At univariate analysis, %LAA-950insp and %LAA-910exp values higher than the mean value of this cohort (19.1% and 22.0%) showed better correlation with percentage of predicted diffusing capacity of lung for carbon monoxide (Dlco%) than with airflow obstruction (forced expiratory volume in 1 second [FEV1]/vital capacity [VC]). Conversely, %LAA-950insp and %LAA-910exp values lower than the mean value were correlated with FEV1/VC but not with Dlco%. Multiple model estimation performed with two multivariate regressions, each selecting the most appropriate functional variables (FEV1/VC for mild parenchymal destruction, Dlco% and functional residual capacity for severe parenchymal destruction), predicted better than single multivariate regression both %LAA-950insp (R(2) = 0.75 vs 0.46) and %LAA-910exp (R(2) = 0.83 vs 0.63).
The relationship between pulmonary function data and CT densitometric changes in COPD varies with the level of lung attenuation impairment. The nonlinear profile of this relationship is accurately predicted with a multiple model estimation approach.
确定慢性阻塞性肺疾病(COPD)患者的肺功能与 CT 肺衰减之间的关系是否可以通过多模型估计方法更准确地描述,因为传统上仅使用单变量和多变量统计模型进行了描述。
本研究经当地伦理委员会批准,所有参与者均提供了书面知情同意书。在 132 例 COPD 患者中,比较了单变量和多变量模型预测的吸气时 CT 衰减值小于-950 HU 的面积百分比(%LAA-950insp)和呼气时 CT 衰减值小于-910 HU 的面积百分比(%LAA-910exp)与多模型估计方法的预测值。

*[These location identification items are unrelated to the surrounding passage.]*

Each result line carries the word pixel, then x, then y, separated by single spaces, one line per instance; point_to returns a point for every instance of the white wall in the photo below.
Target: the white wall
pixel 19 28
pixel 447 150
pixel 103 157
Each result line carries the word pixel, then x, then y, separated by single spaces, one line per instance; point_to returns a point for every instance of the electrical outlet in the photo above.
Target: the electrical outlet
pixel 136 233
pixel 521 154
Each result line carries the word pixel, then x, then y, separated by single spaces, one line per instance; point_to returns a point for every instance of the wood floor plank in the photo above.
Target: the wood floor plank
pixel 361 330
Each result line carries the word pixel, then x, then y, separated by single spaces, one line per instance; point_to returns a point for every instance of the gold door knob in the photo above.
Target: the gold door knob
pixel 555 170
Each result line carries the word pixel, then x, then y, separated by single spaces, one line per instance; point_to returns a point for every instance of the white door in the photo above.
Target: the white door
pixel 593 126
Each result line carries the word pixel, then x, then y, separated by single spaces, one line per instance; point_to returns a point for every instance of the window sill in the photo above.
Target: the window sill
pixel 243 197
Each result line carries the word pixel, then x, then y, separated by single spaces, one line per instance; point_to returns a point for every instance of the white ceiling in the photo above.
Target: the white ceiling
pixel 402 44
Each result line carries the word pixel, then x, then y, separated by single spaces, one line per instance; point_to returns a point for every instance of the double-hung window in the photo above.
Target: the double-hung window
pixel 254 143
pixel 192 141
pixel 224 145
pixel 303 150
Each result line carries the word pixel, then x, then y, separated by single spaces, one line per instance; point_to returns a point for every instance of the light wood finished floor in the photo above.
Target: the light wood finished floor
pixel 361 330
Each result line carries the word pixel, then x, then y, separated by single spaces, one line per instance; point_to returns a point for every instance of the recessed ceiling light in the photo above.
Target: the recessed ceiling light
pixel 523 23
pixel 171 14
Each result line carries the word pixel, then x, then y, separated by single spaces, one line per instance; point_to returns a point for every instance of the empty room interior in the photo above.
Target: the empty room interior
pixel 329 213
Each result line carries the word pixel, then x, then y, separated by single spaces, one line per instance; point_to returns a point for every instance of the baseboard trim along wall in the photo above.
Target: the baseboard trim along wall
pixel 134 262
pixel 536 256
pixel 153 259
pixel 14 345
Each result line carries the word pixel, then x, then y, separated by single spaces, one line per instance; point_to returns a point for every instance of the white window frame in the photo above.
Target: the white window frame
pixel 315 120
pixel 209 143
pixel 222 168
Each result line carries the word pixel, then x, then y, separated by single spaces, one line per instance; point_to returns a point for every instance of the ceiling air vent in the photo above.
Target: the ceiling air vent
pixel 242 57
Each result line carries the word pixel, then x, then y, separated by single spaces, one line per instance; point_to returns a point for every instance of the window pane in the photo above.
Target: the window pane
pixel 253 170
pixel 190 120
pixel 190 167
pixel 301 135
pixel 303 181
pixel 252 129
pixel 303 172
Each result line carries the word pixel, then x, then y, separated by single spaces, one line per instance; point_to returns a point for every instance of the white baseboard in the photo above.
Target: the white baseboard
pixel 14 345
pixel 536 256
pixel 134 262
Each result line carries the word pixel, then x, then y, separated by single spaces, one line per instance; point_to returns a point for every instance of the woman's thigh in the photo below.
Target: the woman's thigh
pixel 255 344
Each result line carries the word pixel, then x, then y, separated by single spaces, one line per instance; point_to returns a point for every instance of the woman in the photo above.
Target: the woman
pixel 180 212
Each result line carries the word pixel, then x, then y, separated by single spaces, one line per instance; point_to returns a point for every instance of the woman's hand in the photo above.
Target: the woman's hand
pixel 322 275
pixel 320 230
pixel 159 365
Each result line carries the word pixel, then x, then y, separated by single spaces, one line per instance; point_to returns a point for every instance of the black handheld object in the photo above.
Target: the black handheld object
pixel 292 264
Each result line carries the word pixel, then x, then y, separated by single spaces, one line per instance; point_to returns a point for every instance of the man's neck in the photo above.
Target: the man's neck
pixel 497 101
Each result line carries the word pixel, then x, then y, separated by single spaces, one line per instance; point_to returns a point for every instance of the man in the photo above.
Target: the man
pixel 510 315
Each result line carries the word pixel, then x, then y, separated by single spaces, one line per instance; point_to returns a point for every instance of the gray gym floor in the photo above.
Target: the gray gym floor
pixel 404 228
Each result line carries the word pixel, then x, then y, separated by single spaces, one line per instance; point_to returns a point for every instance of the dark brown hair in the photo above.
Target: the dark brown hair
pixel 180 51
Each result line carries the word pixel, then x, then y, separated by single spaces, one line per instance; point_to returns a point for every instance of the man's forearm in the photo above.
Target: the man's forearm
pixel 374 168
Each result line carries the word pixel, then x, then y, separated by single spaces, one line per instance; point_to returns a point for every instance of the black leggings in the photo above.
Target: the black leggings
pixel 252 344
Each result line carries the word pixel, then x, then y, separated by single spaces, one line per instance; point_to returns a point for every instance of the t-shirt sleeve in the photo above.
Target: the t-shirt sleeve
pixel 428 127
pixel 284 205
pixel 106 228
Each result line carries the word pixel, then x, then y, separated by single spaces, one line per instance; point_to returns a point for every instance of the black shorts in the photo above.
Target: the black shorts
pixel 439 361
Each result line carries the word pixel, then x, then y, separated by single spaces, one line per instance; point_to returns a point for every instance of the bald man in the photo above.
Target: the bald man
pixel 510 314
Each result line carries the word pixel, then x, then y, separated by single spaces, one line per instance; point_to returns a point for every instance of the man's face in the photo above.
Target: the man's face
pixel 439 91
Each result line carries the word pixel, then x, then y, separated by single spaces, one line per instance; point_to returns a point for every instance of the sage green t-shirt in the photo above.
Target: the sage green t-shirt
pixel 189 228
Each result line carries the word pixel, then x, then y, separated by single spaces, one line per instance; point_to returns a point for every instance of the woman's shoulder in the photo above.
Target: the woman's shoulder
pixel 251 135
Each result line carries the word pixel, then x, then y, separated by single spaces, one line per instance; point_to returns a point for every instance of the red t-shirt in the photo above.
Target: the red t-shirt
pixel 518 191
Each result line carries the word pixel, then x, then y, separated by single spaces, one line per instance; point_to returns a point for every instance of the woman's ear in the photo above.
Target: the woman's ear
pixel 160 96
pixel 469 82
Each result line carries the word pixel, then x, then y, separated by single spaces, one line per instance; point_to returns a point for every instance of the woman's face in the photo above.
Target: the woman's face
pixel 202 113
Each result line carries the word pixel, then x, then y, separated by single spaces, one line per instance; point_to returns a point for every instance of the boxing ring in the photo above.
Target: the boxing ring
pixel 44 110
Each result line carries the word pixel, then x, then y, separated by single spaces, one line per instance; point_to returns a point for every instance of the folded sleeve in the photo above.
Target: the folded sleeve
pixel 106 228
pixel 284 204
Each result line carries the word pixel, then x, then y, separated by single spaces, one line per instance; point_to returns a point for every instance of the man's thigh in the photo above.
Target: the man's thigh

在单变量分析中,高于该队列平均值(19.1%和 22.0%)的 %LAA-950insp 和 %LAA-910exp 值与预测的一氧化碳弥散量(Dlco%)的相关性优于与气流阻塞(1 秒用力呼气量[FEV1]/肺活量[VC])的相关性。相反,低于平均值的 %LAA-950insp 和 %LAA-910exp 值与 FEV1/VC 相关,但与 Dlco% 不相关。使用两个多变量回归进行多模型估计,每个回归选择最合适的功能变量(轻度实质破坏的 FEV1/VC,严重实质破坏的 Dlco%和功能残气量),比单变量回归更好地预测了 %LAA-950insp(R(2)=0.75 比 0.46)和 %LAA-910exp(R(2)=0.83 比 0.63)。
COPD 患者的肺功能数据与 CT 密度变化之间的关系随肺衰减损伤程度的不同而变化。通过多模型估计方法可以准确预测这种关系的非线性特征。